Figure 3. Mutations in SLC1A1 from subjects with DA affect its function.

(A) Representative oocytes expressing WT, R445W, or I395del cRNA or noninjected oocytes (control) were clamped at –60 mV and perfused with ND96 buffer containing 100 μM (for WT and R445W) or 1 mM (for I395del and control) l-glutamate. Black scale bars represent the time (s, x axis) that l-glutamate was applied and the current size (nA, y axis). Scale is shown for time versus current. (B) The l-glutamate dose response for WT (filled circles) and R445W (open circles).
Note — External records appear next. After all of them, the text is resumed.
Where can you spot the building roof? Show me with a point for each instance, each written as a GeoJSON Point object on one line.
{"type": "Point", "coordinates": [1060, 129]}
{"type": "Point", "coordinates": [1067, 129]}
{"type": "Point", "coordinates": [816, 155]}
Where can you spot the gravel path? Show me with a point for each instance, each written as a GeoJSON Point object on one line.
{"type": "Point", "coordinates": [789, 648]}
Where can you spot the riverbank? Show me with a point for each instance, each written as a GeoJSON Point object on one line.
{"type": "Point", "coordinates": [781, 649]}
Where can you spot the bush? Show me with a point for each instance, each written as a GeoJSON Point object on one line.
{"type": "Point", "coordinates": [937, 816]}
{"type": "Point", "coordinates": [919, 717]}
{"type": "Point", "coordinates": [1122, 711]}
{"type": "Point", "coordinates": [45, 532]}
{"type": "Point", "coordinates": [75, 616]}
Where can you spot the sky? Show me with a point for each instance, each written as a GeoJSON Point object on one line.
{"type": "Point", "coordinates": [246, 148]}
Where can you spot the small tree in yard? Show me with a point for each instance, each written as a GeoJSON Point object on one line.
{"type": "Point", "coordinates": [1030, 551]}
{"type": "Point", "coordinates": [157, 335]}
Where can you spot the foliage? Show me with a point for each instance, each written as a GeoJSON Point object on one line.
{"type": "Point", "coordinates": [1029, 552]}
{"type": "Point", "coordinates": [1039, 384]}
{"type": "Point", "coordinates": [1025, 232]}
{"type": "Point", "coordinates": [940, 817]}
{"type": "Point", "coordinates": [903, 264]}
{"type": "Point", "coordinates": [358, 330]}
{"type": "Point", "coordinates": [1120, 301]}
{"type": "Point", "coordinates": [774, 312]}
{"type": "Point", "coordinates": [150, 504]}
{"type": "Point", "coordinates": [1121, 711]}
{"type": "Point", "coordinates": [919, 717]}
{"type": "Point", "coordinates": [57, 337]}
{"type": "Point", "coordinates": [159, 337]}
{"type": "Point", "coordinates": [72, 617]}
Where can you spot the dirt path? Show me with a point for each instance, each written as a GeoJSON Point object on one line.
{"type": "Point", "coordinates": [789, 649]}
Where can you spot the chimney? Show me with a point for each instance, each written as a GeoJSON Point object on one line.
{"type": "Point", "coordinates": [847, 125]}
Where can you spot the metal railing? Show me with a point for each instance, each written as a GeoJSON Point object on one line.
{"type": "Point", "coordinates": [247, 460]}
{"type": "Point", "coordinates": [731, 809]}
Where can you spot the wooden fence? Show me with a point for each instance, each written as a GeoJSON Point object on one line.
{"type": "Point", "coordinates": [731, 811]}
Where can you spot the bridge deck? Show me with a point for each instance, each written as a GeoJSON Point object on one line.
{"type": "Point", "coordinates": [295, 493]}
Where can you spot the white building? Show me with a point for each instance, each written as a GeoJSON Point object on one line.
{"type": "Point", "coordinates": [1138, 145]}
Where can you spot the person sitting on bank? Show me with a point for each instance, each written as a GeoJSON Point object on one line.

Current (I_norm) was normalized to the maximal current, defined as unit I_max (WT, K_0.5 = 30 ± 4 μM and I_max = 424 ± 13 nA; R445W, K_0.5 = 2 ± 0.3 μM and I_max 53 ± 7 nA). (C) Radiolabeled l-glutamate uptake at K_0.5. (D) The l-cysteine dose response for WT (filled circles) and R445W (open circles). Current was normalized to the maximal current (WT, K_0.5 = 115 ± 13 μM and I_max = 590 ± 19 nA; R445W, K_0.5 = 3.3 ± 0.1 μM and I_max = 54 ± 20 nA). (E) Radiolabeled l-cysteine uptake at K_0.5. ³H-l-glutamate and ³⁵S-l-cysteine uptake in noninjected oocytes was subtracted from the data presented (C and E, respectively). All data represent the mean ± SEM of at least 3 oocytes (in B–E). (F–H) Representative oocytes expressing EGFP-tagged SLC1A1 cRNA. (F) WT oocytes. (G) R445W oocytes. (H) Noninjected control oocytes. Scale bar: 200 μm.